Die Schweizerische Belegärzte-Vereinigung (SBV) nimmt die Ausführungen des Bunderates vom 19. Juni 2024 und die teilweise Genehmigung der Tarifwerke zur Kenntnis. Die Tarife müssen laut Art. 43 Abs. 4 sachgerecht und betriebswirtschaftlich bemessen sein. Die Verordnung zum KVG sieht in Art. 59c Abs. 1 lit. c vor, dass ein Wechsel des Tarifmodells keine Mehrkosten zur Folge haben darf. Diese dort statuierte Kostenneutralität entbehrt einer gesetzlichen Grundlage und steht im Widerspruch zu den Vorgaben des Gesetzes bezüglich der Sachgerechtigkeit und der Wirtschaftlichkeit. Es wird eine Herausforderung sein, die Kostenneutralität mit zwei neuen Tarifmodellen sicherzustellen.
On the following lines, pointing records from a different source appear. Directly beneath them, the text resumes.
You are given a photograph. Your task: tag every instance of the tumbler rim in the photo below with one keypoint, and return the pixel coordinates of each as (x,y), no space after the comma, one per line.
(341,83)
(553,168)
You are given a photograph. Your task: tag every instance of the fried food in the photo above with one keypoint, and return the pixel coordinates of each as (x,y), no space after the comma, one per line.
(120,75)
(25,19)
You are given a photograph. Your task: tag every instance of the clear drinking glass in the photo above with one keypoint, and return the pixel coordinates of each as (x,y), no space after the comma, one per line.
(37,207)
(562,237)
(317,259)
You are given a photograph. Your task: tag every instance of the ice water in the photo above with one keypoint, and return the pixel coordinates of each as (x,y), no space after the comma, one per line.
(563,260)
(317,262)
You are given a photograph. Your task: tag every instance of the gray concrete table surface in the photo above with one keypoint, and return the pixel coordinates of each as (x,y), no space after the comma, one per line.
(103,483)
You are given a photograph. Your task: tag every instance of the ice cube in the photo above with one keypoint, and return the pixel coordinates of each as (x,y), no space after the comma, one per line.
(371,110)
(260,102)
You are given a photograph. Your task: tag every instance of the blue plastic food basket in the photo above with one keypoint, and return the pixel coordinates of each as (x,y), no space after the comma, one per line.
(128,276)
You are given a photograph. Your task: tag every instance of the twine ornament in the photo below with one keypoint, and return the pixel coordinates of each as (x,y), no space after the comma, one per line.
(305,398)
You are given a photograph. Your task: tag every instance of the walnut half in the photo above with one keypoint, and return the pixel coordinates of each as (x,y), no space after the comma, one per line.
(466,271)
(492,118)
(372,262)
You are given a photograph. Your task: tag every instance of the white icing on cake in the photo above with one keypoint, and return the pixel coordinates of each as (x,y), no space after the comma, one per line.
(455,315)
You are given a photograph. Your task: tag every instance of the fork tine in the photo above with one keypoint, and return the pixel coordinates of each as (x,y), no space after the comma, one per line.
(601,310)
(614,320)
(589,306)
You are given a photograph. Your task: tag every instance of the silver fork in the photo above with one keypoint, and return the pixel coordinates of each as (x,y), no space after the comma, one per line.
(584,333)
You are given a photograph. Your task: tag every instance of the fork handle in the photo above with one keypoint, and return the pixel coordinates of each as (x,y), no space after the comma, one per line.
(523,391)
Da bei den Pauschalen einzelne Kapitel nicht und weitere Kapitel nur teilweise genehmigt worden sind, kann zum heutigen Zeitpunkt keine seriöse Prognose betreffend die Kostenneutralität und die Normierungsfaktoren gemacht werden. Die SBV ist somit nicht in der Lage, eine Einschätzung der Sachgerechtigkeit und Wirtschaftlichkeit vorzunehmen und wartet, bis die Kostenneutralitätskonzepte bereinigt sind.
Die SBV zeigt sich aber enttäuscht, dass die Vorbehalte betreffend Transparenz vom Bundesrat nicht gehört worden sind. Zwar verpflichtet der Bundesrat die Tarifpartner in der Ziff. 2.3.5.2 des Entscheids, die Jahresarbeitszeit und das Referenzeinkommen bei TARDOC zu evaluieren. Beim Pauschaltarif fehlt jede Vorgabe zum Arzteinkommen. Der Datenspiegel der Pauschalen verfügt nicht über die nötige Granularität, um die Arztanteile auszuweisen. Es ist für die SBV nicht nachvollziehbar, weshalb der Bundesrat bei der Genehmigung ungleiche Massstäbe an den Tag legt. Die SBV fordert die Tarifpartner dazu auf, die Kostendaten so zu erheben, dass die alle Arztanteile ausgewiesen sind. Hier ist insbesondere H+ gefordert. Die Belegärzte sind in ihren Honorarverhandlungen – anders als angestellte Ärzte der öffentlichen Spitäler – keinen kantonalen Lohnklassen unterstellt. Die Spitäler kennen ihre Kostenstrukturen jeweils und haben dadurch einen Wissensvorsprung in Verhandlungen. Ein brauchbarer Datenspiegel beseitigt ihn und macht den Weg frei für faire Verhandlungen.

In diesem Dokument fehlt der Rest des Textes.